Review ArticleVolume 73, Issue 8, March 2019

JOURNAL:J Am Coll Cardiol. Article Link

PCI and CABG for Treating Stable Coronary Artery Disease

T Doenst, A Haverich, P Serruys et al. Keywords: heart team; prognosis; survival benefit

ABSTRACT


Percutaneous coronary intervention (PCI) and coronary artery bypass grafting (CABG) are considered revascularization procedures, but only CABG can prolong life in stable coronary artery disease. Thus, PCI and CABG mechanisms may differ. Viability and/or ischemia detection to guide revascularization have been unable to accurately predict treatment effects of CABG or PCI, questioning a revascularization mechanism for improving survival. By contrast, preventing myocardial infarction may save lives.
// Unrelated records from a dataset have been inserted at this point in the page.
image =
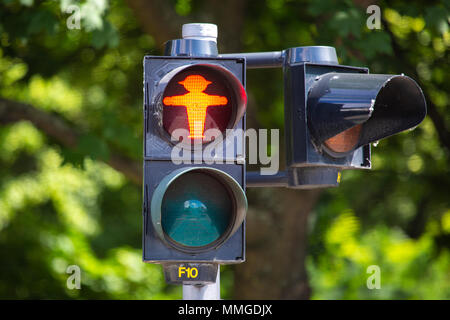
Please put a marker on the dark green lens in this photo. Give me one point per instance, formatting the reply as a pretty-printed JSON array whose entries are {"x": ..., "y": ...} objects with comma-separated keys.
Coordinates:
[{"x": 196, "y": 209}]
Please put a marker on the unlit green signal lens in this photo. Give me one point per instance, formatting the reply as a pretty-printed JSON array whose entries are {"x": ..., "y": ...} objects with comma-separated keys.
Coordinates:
[{"x": 196, "y": 209}]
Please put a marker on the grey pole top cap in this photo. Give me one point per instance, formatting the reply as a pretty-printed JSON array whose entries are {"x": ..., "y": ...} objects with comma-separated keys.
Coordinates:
[{"x": 200, "y": 31}]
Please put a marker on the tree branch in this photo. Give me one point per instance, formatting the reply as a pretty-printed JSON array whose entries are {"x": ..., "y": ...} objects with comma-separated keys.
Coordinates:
[{"x": 56, "y": 128}]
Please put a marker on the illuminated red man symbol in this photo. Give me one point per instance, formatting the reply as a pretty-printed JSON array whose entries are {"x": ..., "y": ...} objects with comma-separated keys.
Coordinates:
[{"x": 196, "y": 103}]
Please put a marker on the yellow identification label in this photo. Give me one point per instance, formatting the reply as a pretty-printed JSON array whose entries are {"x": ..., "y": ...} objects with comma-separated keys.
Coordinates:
[{"x": 189, "y": 272}]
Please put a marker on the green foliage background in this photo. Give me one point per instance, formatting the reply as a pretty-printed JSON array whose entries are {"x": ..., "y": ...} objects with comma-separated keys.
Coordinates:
[{"x": 61, "y": 206}]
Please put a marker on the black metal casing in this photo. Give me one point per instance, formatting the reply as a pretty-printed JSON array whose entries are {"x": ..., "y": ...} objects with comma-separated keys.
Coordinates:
[{"x": 300, "y": 149}]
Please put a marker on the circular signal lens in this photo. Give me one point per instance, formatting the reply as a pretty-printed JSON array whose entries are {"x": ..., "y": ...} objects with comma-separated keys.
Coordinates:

However, the majority of infarcts are generated by non–flow-limiting stenoses, but PCI is solely focused on treating flow-limiting lesions. Thus, PCI cannot be expected to significantly limit new infarcts, but CABG may do so through providing flow distal to vessel occlusions. All comparisons of CABG to PCI or medical therapy that demonstrate survival effects with CABG also demonstrate infarct reduction. Thus, CABG may differ from PCI by providing “surgical collateralization,” prolonging life by preventing myocardial infarctions. The evidence is reviewed here.